Wolfgang Engler : «(…) Le discours sur les marchés et leur jugement en apparence sans appel concernant les décisions politiques n’est que de l’idéologie la plus pénétrante. Elle suppose l’existence d’une loyauté, d’une transparence et d’une égalité des chances [entre les acteurs du marché. BU], c’est-à-dire exactement de contraire de ce qui caractérise le capital financier global. Ses acteurs se méfient les uns des autres et de leur voracité de rapaces  premièrement parce qu’ils ne savent pas ce qu’ils font, deuxièmement parce qu’ils se transfèrent les uns aux autres les risques de ce non-savoir dans l’espoir de s’en sortir jusqu’au prochain krach. Cela n’a plus rien à voir avec l’idée tranquille jamais pleinement réalisée de marchés libres. Le sommet de l’obscurcissement et de la bêtise est atteint par ces politiques qui font de la dette publique la raison principale de la crise et qui réclament en conséquence une action énergique c’est-à-dire la rigueur pour retrouver la confiance des marchés. La chancelière allemande est passée championne dans le maniement de cette logique. On ne peut que penser à la réaction railleuse de Brecht à l’appel du secrétaire de l’Union des écrivains  qui, après le 17 juin 1953 [soulèvement ouvrier à Berlin Est] qui avait réclamé des ouvriers qu’ils regagnent la confiance perdue du gouvernement en redoublant d’efforts dans le travail. On devrait répondre avec Brecht : ne vaudrait-il pas mieux que les marchés dissolvent les États et leurs populations et s’en élisent de nouvelles ».

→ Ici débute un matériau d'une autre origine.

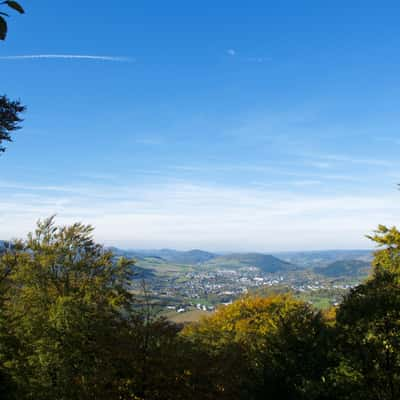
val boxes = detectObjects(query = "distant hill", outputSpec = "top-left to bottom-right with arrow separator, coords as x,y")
205,253 -> 297,273
275,250 -> 373,269
104,246 -> 375,276
106,247 -> 297,272
123,248 -> 216,265
164,249 -> 216,265
314,259 -> 371,278
107,247 -> 147,261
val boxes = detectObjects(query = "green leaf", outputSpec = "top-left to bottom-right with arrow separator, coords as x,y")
4,1 -> 24,14
0,15 -> 7,40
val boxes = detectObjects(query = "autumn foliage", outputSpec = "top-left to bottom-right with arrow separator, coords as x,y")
1,219 -> 400,399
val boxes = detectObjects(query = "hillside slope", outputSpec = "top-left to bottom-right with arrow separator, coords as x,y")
314,259 -> 371,278
205,253 -> 297,273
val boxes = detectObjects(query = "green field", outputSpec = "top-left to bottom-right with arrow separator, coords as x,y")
166,309 -> 211,323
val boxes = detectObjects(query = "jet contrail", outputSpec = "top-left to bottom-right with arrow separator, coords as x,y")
0,54 -> 132,62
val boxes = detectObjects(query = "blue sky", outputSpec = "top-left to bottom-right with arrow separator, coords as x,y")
1,0 -> 400,251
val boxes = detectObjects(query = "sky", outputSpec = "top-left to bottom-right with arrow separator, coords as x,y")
1,0 -> 400,252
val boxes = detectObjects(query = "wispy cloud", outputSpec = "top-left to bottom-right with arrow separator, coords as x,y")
0,54 -> 132,62
169,163 -> 364,182
307,153 -> 396,168
0,180 -> 398,251
226,49 -> 236,56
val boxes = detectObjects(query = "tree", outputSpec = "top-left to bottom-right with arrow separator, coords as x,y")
0,1 -> 24,40
332,225 -> 400,400
0,217 -> 136,399
0,217 -> 231,400
113,315 -> 205,400
183,295 -> 332,400
0,95 -> 25,153
0,2 -> 26,154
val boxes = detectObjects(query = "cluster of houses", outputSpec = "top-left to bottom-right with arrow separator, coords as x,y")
131,264 -> 356,315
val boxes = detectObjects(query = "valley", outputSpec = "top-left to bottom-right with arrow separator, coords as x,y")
123,247 -> 373,321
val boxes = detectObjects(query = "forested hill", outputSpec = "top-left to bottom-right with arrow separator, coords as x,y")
4,241 -> 375,276
111,248 -> 373,266
203,253 -> 297,273
275,249 -> 373,268
108,248 -> 215,264
314,259 -> 371,278
150,249 -> 216,265
110,248 -> 297,272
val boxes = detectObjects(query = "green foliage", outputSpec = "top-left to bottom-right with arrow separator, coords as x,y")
368,225 -> 400,276
183,295 -> 332,399
1,221 -> 400,399
329,225 -> 400,400
0,1 -> 24,40
0,95 -> 25,153
0,218 -> 249,400
333,272 -> 400,399
0,217 -> 135,399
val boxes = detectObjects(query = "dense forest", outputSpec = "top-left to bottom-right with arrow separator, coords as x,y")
0,218 -> 399,399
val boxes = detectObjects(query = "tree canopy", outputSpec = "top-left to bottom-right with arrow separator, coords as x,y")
1,220 -> 400,399
331,225 -> 400,400
0,217 -> 136,399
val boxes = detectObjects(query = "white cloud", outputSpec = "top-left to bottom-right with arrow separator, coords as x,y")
170,164 -> 365,182
0,54 -> 132,62
0,180 -> 399,251
303,152 -> 396,168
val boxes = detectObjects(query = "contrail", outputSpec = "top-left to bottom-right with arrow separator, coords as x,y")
0,54 -> 132,62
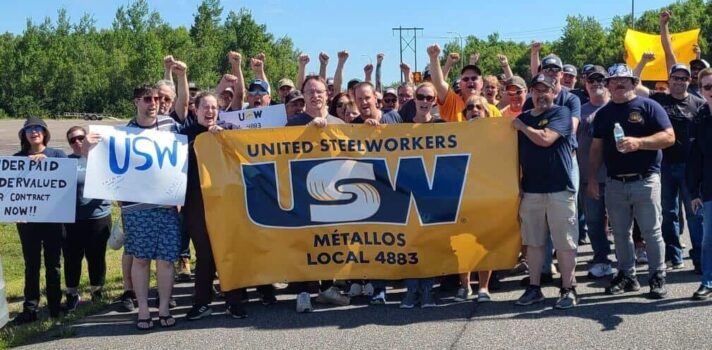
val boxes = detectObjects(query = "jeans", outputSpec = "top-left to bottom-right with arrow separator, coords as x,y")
605,174 -> 666,277
17,223 -> 63,314
661,163 -> 704,266
63,215 -> 112,288
583,183 -> 611,264
701,201 -> 712,288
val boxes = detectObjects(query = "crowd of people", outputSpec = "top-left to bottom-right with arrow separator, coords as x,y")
7,11 -> 712,330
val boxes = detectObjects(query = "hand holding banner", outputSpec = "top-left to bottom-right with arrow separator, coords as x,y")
84,125 -> 188,206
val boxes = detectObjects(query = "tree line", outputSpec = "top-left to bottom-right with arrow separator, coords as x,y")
0,0 -> 710,118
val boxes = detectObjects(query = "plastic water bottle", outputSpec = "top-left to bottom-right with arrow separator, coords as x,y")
613,122 -> 625,152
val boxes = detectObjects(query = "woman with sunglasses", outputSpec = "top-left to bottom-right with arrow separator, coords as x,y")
11,116 -> 67,325
329,92 -> 359,123
462,95 -> 492,121
61,126 -> 112,312
400,82 -> 443,308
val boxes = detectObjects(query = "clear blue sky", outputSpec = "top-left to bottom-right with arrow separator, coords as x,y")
0,0 -> 674,85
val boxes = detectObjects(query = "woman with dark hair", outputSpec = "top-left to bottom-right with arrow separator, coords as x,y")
11,116 -> 67,325
61,126 -> 112,312
328,92 -> 359,123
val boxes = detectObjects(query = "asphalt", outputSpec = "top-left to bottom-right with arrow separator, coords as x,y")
15,235 -> 712,350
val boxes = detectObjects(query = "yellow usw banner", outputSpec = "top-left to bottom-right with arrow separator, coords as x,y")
195,118 -> 521,290
625,28 -> 700,81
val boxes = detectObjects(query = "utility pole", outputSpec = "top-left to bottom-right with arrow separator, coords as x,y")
393,26 -> 424,83
631,0 -> 635,29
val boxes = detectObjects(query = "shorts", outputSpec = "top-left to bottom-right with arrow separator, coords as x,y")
122,207 -> 182,262
519,191 -> 578,250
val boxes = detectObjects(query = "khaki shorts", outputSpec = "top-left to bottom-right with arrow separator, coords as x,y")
519,191 -> 579,251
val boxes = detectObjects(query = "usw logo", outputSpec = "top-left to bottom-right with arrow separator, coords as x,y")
242,155 -> 470,228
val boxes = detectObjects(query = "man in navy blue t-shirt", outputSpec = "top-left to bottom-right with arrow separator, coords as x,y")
513,74 -> 579,309
588,64 -> 675,299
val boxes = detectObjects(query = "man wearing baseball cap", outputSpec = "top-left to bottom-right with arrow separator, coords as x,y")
500,76 -> 527,118
246,79 -> 272,108
588,63 -> 675,299
427,44 -> 501,122
284,90 -> 305,118
277,78 -> 296,103
570,64 -> 594,105
382,88 -> 399,112
512,74 -> 579,309
562,64 -> 578,90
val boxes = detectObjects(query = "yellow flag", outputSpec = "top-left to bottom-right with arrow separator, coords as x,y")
194,119 -> 521,291
625,28 -> 700,81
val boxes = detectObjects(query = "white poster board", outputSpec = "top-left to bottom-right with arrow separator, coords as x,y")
0,157 -> 77,223
219,104 -> 287,129
84,125 -> 188,206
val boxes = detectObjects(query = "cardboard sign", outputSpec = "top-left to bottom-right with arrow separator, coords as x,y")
84,125 -> 188,206
219,104 -> 288,129
0,157 -> 77,223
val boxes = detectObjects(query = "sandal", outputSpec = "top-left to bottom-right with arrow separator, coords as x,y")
159,315 -> 176,328
136,317 -> 154,331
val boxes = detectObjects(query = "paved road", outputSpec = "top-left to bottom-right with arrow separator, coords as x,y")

Sur les capacités du  nouveau Parti des pirates qui pour la troisième fois consécutive fait son entrée dans un parlement régional.

Wolfgang Engler : « Je pense que cette forme de politique [participation et démocratie directe par Internet] modifiera et modifie déjà la discussion. Le public intéressé par la politique se détourne des interprétations de l’élite médiatique au profit des forums d’échange qu’ils trouvent sur le Net. Si on observe de plus prêt ces forums de discussion, on est frappé par une étonnante capacité à argumenter et par une remarquable connaissance des faits. Ces discours horizontaux renforcent la capacité de jugement de la société et la capacité critique contre les porte-paroles traditionnels de la politique et des médias »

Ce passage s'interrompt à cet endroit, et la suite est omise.